Microsoft released the family of Phi-3.5 artificial intelligence (AI) models on Tuesday, as the successor of the Phi-3 models introduced in April. The new release comprises Phi-3.5 Mixture of Experts (MoE), Phi-3.5 Vision, and Phi-3.5 Mini models. These are instruct models, so they will not work as a typical conversational AI but will require users to add specific instructions to get the desired output. The open-source AI models are available to download from the tech giant’s Hugging Face listings.
Microsoft Releases Phi-3.5 AI Models
The release of the new AI models was announced by Microsoft executive Weizhu Chen in a post on X (formerly known as Twitter). The Phi-3.5 models offer upgraded capabilities over the predecessor, but the architecture, dataset and training methods largely remain the same. The Mini model has been updated with multilingual support, and the MoE and Vision models are new inclusions in the AI model family.
Coming to technicalities, the Phi-3.5 Mini has 3.8 billion parameters. It uses the same tokeniser (a tool that breaks down text into smaller units) and a dense decoder-only transformer. The model only supports text as input and supports a context window of 1,28,000 tokens. The company claims it was trained using 3.4 trillion tokens between June and August, and its knowledge cut-off is October 2023.
One key highlight of this model is that it now supports multiple new languages including Arabic, Chinese, Czech, Danish, Dutch, English, Finnish, French, German, Hebrew, Hungarian, Italian, Japanese, Korean, Norwegian, Polish, Portuguese, Russian, Spanish, Swedish, Thai, Turkish, and Ukrainian.
The Phi-3.5 Vision AI model has 4.2 billion parameters and it includes an image encoder that allows it to process information within an image. With the same context length as the Mini model, it accepts both text and images as input. It was trained between July and August on 500 billion tokens of data and has a text knowledge cutoff of March.
Finally, the Phi-3.5 MoE AI model has 16×3.8 billion parameters. However, only 6.6 billion of them are active parameters when using two experts. Notably, MoE is a technique where multiple models (experts) are trained independently and then combined to improve the accuracy and efficiency of the model. This model was trained on 4.9 trillion tokens of data between April and August, and it has a knowledge cutoff date of October 2023.
On performance, Microsoft shared benchmark scores of all of the individual models, and based on the data shared, the Phi-3.5 MoE outperforms both Gemini 1.5 Flash and GPT-4o mini in the SQuALITY benchmark which tests the readability and accuracy when summarising a long block of text. This tests the long context window of the AI model.

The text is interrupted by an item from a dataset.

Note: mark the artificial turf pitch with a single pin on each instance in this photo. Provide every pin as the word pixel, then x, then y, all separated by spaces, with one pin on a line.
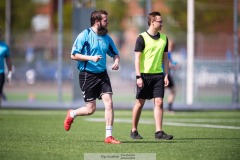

However, it should be mentioned that it is not a fair comparison since MoE models use a different architecture and require more storage space and more sophisticated hardware to run. Separately, the Phi-3.5 Mini and Vision models have also outperformed relevant competing AI models in the same segment in some metrics.
Those interested in trying out the Phi-3.5 AI models can access them via Hugging Face listings. Microsoft said that these models use flash attention which will require users to run the systems on advanced GPUs. The company has tested them on Nvidia A100, A6000, and H100 GPUs.